Gli indebiti per cause diverse da elementi reddituali

Il chiarimento più importante riguarda gli indebiti propri per i quali, come noto, esiste una normativa distinta tra la gestione privata e quella pubblica frutto della diversa origine delle gestioni. Questa forma di indebito è quella più comune e insidiosa perchè spesso si determina su fatti non conoscibili dal pensionato come un mutamento nel meccanismo di calcolo dell'assegno (si pensi ad esempio al nuovo tetto introdotto dall'articolo 1, co. 707 della legge 190/2014 per chi percepisce importi elevati). E si forma quasi sempre nelle more della liquidazione del trattamento definitivo di pensione in sostituzione di quello provvisorio emesso dall'Istituto.

Nelle Gestioni Private

La regola generale vuole che le pensioni definitive possono essere in ogni momento rettificate dall'Ente in caso di errore di qualsiasi natura commesso in sede di attribuzione, erogazione o riliquidazione della prestazione ma non si fa luogo a recupero delle somme corrisposte, salvo che l’indebita percezione sia dovuta a dolo dell’interessato. Questo meccanismo, in sostanza, protegge il pensionato che abbia avuto il provvedimento definitivo di pensione dalla possibilità di vedersi chiamato a rispondere dell'indebito incolpevole.
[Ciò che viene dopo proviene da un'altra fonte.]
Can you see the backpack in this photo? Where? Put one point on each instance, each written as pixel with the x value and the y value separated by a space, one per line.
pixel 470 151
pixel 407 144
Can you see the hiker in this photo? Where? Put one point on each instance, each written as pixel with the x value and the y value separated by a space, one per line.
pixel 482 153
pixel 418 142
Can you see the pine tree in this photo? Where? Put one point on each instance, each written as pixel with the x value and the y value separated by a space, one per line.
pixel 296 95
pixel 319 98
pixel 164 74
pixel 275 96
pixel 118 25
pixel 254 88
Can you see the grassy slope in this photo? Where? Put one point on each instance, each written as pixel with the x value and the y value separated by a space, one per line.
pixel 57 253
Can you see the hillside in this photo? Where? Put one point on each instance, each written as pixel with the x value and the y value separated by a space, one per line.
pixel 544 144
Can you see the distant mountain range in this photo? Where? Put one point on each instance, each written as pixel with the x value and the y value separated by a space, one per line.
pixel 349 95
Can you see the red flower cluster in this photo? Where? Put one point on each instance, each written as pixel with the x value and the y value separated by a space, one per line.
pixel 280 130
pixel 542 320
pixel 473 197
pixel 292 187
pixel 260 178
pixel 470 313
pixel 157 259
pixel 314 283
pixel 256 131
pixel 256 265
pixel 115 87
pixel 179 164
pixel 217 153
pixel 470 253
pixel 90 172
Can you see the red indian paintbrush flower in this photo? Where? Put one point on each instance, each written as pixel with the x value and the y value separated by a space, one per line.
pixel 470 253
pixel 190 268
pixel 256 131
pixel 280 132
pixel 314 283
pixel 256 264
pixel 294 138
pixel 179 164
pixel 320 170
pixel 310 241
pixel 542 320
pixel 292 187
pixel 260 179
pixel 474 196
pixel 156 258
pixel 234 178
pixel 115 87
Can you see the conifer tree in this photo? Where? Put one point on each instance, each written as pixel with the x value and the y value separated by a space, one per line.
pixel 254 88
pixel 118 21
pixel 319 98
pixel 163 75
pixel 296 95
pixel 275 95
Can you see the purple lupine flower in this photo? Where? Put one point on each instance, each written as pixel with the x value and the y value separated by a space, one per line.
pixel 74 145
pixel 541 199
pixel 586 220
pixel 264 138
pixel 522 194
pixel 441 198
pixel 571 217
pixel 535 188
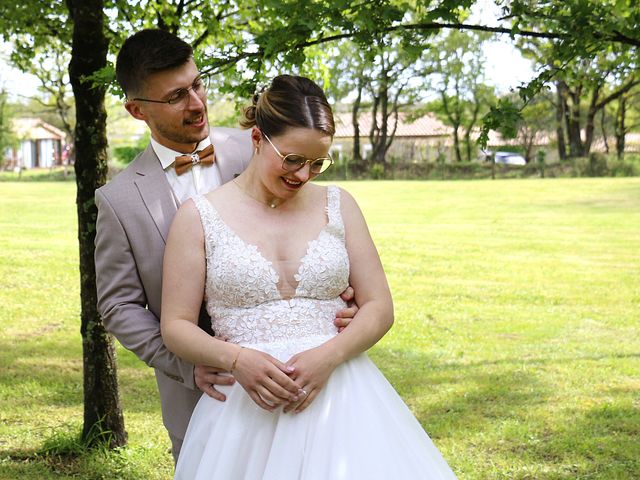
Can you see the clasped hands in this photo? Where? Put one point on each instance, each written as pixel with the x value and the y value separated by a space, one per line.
pixel 271 383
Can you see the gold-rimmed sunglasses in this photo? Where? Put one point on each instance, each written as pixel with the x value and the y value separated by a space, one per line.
pixel 292 162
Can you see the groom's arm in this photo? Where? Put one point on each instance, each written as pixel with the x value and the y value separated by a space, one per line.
pixel 122 301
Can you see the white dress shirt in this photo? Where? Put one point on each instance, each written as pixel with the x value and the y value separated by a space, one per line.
pixel 198 179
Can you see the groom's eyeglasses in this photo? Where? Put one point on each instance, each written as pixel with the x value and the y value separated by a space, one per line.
pixel 180 98
pixel 293 162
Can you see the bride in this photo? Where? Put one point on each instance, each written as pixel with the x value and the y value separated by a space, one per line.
pixel 271 253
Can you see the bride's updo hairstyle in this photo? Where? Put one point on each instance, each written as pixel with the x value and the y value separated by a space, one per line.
pixel 290 101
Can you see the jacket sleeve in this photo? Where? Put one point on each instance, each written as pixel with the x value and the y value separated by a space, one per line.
pixel 122 301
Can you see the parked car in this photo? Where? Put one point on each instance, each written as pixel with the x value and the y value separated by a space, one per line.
pixel 509 158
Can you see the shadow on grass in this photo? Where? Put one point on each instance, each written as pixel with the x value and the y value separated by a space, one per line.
pixel 48 373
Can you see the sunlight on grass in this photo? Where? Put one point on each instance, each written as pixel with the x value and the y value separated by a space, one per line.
pixel 516 341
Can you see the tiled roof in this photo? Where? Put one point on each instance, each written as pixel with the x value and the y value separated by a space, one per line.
pixel 36 129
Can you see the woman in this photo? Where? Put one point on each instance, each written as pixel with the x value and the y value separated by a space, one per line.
pixel 271 253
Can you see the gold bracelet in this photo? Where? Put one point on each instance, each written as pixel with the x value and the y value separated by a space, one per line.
pixel 233 365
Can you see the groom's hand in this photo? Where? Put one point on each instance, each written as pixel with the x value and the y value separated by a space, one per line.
pixel 207 378
pixel 344 316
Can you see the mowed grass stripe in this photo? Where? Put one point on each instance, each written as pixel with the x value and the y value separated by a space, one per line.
pixel 516 338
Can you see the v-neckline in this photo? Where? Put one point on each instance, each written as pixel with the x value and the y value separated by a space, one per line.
pixel 268 262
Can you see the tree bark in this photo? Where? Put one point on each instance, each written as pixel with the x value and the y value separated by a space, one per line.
pixel 103 419
pixel 355 110
pixel 620 127
pixel 560 114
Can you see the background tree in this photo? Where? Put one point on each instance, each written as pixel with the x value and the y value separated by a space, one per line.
pixel 463 97
pixel 7 137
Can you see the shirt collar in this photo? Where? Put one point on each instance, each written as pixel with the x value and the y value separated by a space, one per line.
pixel 168 156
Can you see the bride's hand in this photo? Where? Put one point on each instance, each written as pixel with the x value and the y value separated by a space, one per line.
pixel 265 379
pixel 312 369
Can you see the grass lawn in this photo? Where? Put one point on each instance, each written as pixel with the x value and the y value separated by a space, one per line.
pixel 516 343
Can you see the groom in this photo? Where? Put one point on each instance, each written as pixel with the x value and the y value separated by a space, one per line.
pixel 184 158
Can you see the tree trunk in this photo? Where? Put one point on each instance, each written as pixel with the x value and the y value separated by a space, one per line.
pixel 590 126
pixel 355 110
pixel 103 419
pixel 575 140
pixel 603 130
pixel 560 114
pixel 620 127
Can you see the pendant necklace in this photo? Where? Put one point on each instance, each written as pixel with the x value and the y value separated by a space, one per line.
pixel 271 204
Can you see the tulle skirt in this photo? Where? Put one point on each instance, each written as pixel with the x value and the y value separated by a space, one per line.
pixel 357 428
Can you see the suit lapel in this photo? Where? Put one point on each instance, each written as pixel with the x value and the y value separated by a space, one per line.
pixel 155 191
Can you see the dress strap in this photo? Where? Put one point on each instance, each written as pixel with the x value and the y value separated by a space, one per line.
pixel 333 210
pixel 209 219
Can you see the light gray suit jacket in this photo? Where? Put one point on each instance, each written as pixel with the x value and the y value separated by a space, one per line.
pixel 135 211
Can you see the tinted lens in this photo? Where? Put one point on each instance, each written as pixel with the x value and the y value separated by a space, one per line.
pixel 293 162
pixel 320 165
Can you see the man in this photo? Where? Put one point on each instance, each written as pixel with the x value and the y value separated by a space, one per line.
pixel 164 89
Mentre se tra il trattamento provvisorio e quello definitivo emerga un indebito l'Inps può agire per la ripetizione dell'indebito nei confronti del pensionato.

Nelle gestioni pubbliche

Regole analoghe valgono anche per i pensionati pubblici (CPDEL, CPI, CPS, CPUG e CTPS) anche se per questi soggetti è più alta la probabilità di formazione dell'indebito a seguito della liquidazione di un trattamento provvisorio. Nel pubblico impiego, infatti, sono sempre state  le amministrazioni pubbliche a fissare l'importo provvisorio della pensione al momento della domanda per poi demandare ad ulteriori verifiche, passate poi all'Ente previdenziale (ex-Inpdap), il calcolo del quantum definitivo. Non essendoci per legge un termine chiaro per l'adozione del provvedimento definitivo il pensionato rischia di vedersi corrispondere anche per moltissimi  anni una pensione che, se ridotta in sede di liquidazione definitiva, può generare indebiti per decine di migliaia di euro

Però a seconda della gestione previdenziale in cui è iscritto il pensionato gli effetti sono diversi: se trattasi di pensionato a carico delle gestioni CPDEL, CPI, CPS e CPUG (cioè cassa enti locali, cassa sanitari, cassa pensione insegnanti e la cassa pensione ufficiali giudiziari) è l'amministrazione pubblica che ha liquidato il trattamento provvisorio di pensione a dover rinfondere l'Inps della somma indebitamente corrisposta al pensionato (art. 8 Dpr 538/1986); se trattasi di pensionato iscritto alla CTPS (Cassa dei trattamenti pensionistici dei dipendenti civili e militari dello Stato) è, invece, il pensionato a dover restituire quanto indebitamente percepito nelle more dell'adozione del trattamento definitivo (art. 162 Dpr 1092/1973).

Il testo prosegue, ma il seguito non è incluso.